Ron owned the Herbert Schürmann design SKOL Six Day track which was installed in Wembley Arena from 1969, and it was used for the SKOL Six Day and Herning Six Day and other events held in Denmark, Germany and the Netherlands.
His influence on Six Day racing is legendary and he is attributed as the inventor of the "Modern Six Day" format with a condensed shorter programme that created more intense racing.
He realised that spectators had jobs to go to and needed to catch public transport or drive home themselves each evening, so he devised a race programme that finished before 11.30 pm most nights, with matinee session on Saturday and Sunday afternoons.

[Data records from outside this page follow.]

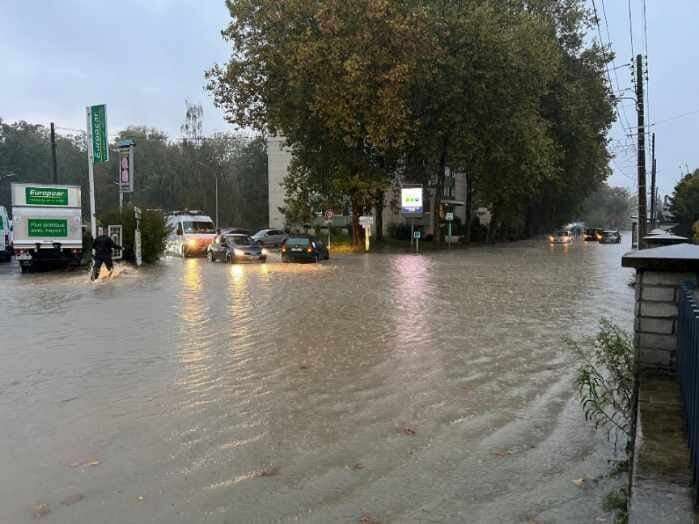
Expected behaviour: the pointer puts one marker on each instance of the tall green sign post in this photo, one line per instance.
(97, 152)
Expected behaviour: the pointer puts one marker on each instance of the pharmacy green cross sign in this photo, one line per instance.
(98, 133)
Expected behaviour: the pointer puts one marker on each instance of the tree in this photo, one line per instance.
(684, 203)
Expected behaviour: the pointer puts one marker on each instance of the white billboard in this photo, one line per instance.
(411, 201)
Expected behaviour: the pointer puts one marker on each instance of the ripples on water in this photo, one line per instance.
(386, 384)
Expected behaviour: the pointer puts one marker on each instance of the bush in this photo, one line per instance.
(154, 232)
(605, 379)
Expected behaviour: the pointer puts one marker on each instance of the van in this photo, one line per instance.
(5, 236)
(191, 232)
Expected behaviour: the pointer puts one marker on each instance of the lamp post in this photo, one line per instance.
(216, 191)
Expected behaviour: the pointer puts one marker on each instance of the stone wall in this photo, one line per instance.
(655, 329)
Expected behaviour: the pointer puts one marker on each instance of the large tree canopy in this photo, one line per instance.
(370, 90)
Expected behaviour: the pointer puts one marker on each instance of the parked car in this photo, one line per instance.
(610, 237)
(191, 232)
(270, 237)
(562, 236)
(236, 231)
(592, 235)
(304, 248)
(235, 248)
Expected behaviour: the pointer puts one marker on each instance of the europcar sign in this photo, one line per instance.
(411, 201)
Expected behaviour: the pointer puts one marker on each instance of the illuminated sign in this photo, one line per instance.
(411, 201)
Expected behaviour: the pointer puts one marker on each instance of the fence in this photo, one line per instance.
(688, 366)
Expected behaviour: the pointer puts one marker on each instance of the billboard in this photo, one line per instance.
(411, 201)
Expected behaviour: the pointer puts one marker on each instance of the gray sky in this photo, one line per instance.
(144, 57)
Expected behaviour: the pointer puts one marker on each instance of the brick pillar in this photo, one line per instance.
(659, 273)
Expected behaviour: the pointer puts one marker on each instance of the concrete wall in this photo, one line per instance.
(655, 327)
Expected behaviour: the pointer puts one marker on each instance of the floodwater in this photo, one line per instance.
(381, 388)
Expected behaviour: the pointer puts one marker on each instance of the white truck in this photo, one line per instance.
(47, 225)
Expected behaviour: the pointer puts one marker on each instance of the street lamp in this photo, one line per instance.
(215, 178)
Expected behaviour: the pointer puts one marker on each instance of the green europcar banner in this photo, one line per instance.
(46, 196)
(47, 227)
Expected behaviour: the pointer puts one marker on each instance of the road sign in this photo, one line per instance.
(116, 233)
(98, 133)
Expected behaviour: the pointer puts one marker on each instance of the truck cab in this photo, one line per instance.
(191, 232)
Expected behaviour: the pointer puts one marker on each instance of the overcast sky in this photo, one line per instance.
(143, 58)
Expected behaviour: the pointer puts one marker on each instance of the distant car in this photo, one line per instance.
(610, 237)
(592, 235)
(236, 231)
(304, 248)
(270, 237)
(235, 248)
(561, 237)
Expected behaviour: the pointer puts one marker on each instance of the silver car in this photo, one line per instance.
(270, 237)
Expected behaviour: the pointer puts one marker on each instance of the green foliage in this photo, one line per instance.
(154, 232)
(609, 207)
(605, 379)
(684, 203)
(373, 91)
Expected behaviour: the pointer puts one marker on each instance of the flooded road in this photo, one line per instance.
(398, 388)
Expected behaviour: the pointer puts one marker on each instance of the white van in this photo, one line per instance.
(191, 232)
(5, 236)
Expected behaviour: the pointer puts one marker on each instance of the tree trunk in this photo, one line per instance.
(379, 215)
(438, 194)
(469, 208)
(356, 228)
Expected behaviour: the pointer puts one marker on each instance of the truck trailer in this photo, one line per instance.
(47, 225)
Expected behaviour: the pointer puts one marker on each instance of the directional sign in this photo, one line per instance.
(97, 119)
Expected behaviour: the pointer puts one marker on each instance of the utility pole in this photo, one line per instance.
(54, 171)
(642, 197)
(652, 183)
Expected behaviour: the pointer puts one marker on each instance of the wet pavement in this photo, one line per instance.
(381, 388)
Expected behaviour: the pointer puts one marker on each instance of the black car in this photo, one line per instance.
(610, 237)
(592, 235)
(304, 248)
(235, 248)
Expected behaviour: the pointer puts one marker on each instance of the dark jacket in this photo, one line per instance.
(103, 246)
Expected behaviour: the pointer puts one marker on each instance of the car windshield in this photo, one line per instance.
(297, 242)
(240, 240)
(198, 227)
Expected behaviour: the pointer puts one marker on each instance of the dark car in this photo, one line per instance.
(304, 248)
(235, 248)
(610, 237)
(236, 231)
(592, 235)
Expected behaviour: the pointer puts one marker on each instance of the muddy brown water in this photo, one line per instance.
(392, 387)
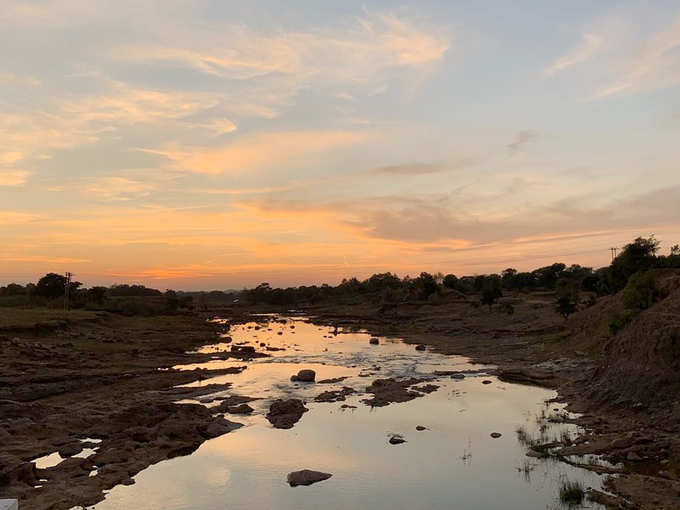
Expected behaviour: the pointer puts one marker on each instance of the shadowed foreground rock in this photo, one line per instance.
(306, 477)
(283, 414)
(304, 376)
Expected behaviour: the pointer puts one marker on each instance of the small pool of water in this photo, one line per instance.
(454, 463)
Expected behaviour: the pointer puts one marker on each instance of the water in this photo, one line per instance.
(453, 464)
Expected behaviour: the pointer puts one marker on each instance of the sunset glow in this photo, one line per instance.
(210, 144)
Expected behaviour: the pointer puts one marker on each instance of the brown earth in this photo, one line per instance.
(96, 376)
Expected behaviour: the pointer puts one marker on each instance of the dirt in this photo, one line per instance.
(625, 384)
(97, 377)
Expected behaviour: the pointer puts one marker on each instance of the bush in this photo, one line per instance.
(641, 291)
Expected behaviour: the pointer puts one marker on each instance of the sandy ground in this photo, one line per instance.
(93, 381)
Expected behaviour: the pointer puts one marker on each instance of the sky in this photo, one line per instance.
(210, 144)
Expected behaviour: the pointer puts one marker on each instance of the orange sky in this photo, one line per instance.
(219, 145)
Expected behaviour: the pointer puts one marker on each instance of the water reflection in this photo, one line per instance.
(454, 463)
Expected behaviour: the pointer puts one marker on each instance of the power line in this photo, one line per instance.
(67, 289)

Rider pairs rode continuously and the chases were long - often over an hour - with highly competitive Derny paced racing, sprinting and points racing. It was popular with spectators and riders alike.
His support for Aussie and GB cyclists never faulted as many will attest.
He coached riders of all abilities and ages on the Calshot UK track [the original 60's London Six Day plywood track, relocated to an old aircraft hanger at the Activities Centre on the Calshot spit near Southampton, ed.] and his trips with riders abroad were ground-breaking.
He would put on support races for schoolboy, junior and senior amateur riders at his Six Day races and competition to participate was intense.
He sponsored and contracted British professionals enabling them to break into the world of Six Day racing and Londoner, Tony Gowland to win top class Six Day races in London and Montreal.
When his temporary 160 meter board track became too expensive to ship and rebuild, he gifted it to the cycling club in Herning Denmark.
His attention to detail was extraordinary as his tracks provide testimony, he taught many to ride board tracks, to ride behind the big motors, notably multiple national stayer champion Roy Cox and behind the Derny's properly.
He was also pivotal in the organisation of The Tour Down Under in South Australia.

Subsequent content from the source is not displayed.